Be Delicious ends by being as delicious as it was in the beginning, with amber and sandalwood sweetness. This scent is all about showing how lily fragrances can be jazzed up with sweeter notes for a fun, contemporary vibe.
Dolce and Gabbana’s Anthology Series, of which La Lune 18 is a part, has a cool backstory: each perfume’s inspiration comes from a Tarot card. (18 is the number of the Moon card in a Tarot deck.)
The scent is a bit on the darker side, with tuberose, iris and leather notes casting a vision of a moonlit lake on a cold night.
A fair amount of musk is present as well, to conjure the moon’s delicate hand of white light stretching across the water. La Lune showcases how lily notes work with other, heavier notes like iris and leather to add depth and mystery to a floral perfume.
The softness of the lily and musk against the tuberose also makes this a drowsy and dangerously hypnotic choice.
This is the lily fragrance for absolute white floral fans, and it’s unafraid to be as dramatic as possible.

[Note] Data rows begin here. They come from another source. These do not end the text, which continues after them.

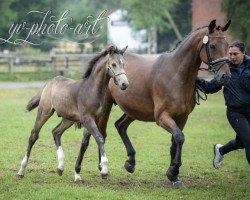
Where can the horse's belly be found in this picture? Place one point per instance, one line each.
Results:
(136, 107)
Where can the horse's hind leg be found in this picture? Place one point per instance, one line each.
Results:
(42, 116)
(121, 126)
(57, 133)
(178, 139)
(84, 146)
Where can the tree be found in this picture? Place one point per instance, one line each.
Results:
(6, 19)
(182, 16)
(238, 11)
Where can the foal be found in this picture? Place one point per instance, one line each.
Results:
(80, 101)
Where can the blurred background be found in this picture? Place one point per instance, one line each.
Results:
(147, 27)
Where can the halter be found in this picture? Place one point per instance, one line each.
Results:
(211, 64)
(113, 74)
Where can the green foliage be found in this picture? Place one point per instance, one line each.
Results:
(6, 19)
(207, 125)
(149, 13)
(238, 12)
(182, 15)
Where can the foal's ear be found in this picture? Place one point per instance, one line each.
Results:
(224, 28)
(212, 26)
(124, 49)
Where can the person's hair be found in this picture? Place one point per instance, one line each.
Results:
(238, 44)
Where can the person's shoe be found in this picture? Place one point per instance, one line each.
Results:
(217, 156)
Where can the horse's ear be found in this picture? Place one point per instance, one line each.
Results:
(212, 26)
(224, 28)
(110, 50)
(124, 49)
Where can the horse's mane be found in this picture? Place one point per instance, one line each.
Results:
(94, 61)
(182, 41)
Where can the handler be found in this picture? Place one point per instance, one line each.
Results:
(237, 99)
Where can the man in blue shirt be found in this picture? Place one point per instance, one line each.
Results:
(237, 99)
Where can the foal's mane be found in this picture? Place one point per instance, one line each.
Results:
(92, 63)
(184, 39)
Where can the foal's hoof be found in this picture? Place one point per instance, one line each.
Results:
(171, 177)
(105, 176)
(130, 168)
(59, 172)
(177, 184)
(20, 175)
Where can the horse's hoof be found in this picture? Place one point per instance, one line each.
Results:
(177, 184)
(130, 168)
(59, 172)
(171, 177)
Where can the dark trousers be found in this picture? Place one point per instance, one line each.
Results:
(240, 122)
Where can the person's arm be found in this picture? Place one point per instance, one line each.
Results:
(208, 87)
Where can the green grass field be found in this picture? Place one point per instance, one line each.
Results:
(206, 126)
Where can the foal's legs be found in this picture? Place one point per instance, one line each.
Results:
(121, 125)
(178, 139)
(84, 146)
(89, 123)
(57, 133)
(43, 115)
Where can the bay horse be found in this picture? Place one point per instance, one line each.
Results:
(78, 101)
(162, 90)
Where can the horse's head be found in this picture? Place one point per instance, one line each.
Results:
(214, 51)
(116, 66)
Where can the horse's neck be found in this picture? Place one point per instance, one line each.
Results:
(187, 59)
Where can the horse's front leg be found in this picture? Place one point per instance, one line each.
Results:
(122, 125)
(89, 123)
(84, 146)
(178, 138)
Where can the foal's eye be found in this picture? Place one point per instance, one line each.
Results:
(212, 46)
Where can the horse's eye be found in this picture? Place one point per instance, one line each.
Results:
(212, 46)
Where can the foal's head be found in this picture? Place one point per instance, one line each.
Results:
(214, 50)
(115, 65)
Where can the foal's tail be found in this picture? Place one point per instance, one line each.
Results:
(34, 102)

The inspiration for this scent is the suicide scene from the opera Madame Butterfly, so nothing’s being held back here.
White flowers flow up and around the opening notes of rhubarb and pepper, with the bright spice turned way down.
The gardenia, lily, jasmine, and carnation in the heart sing the entire libretto here, in stunning clarity. Big white floral scents are similar to operas like Madame Butterfly, actually – you either love them or you don’t.
But for fans of this style of emotional music and fragrance, sometimes only the biggest stages will suffice.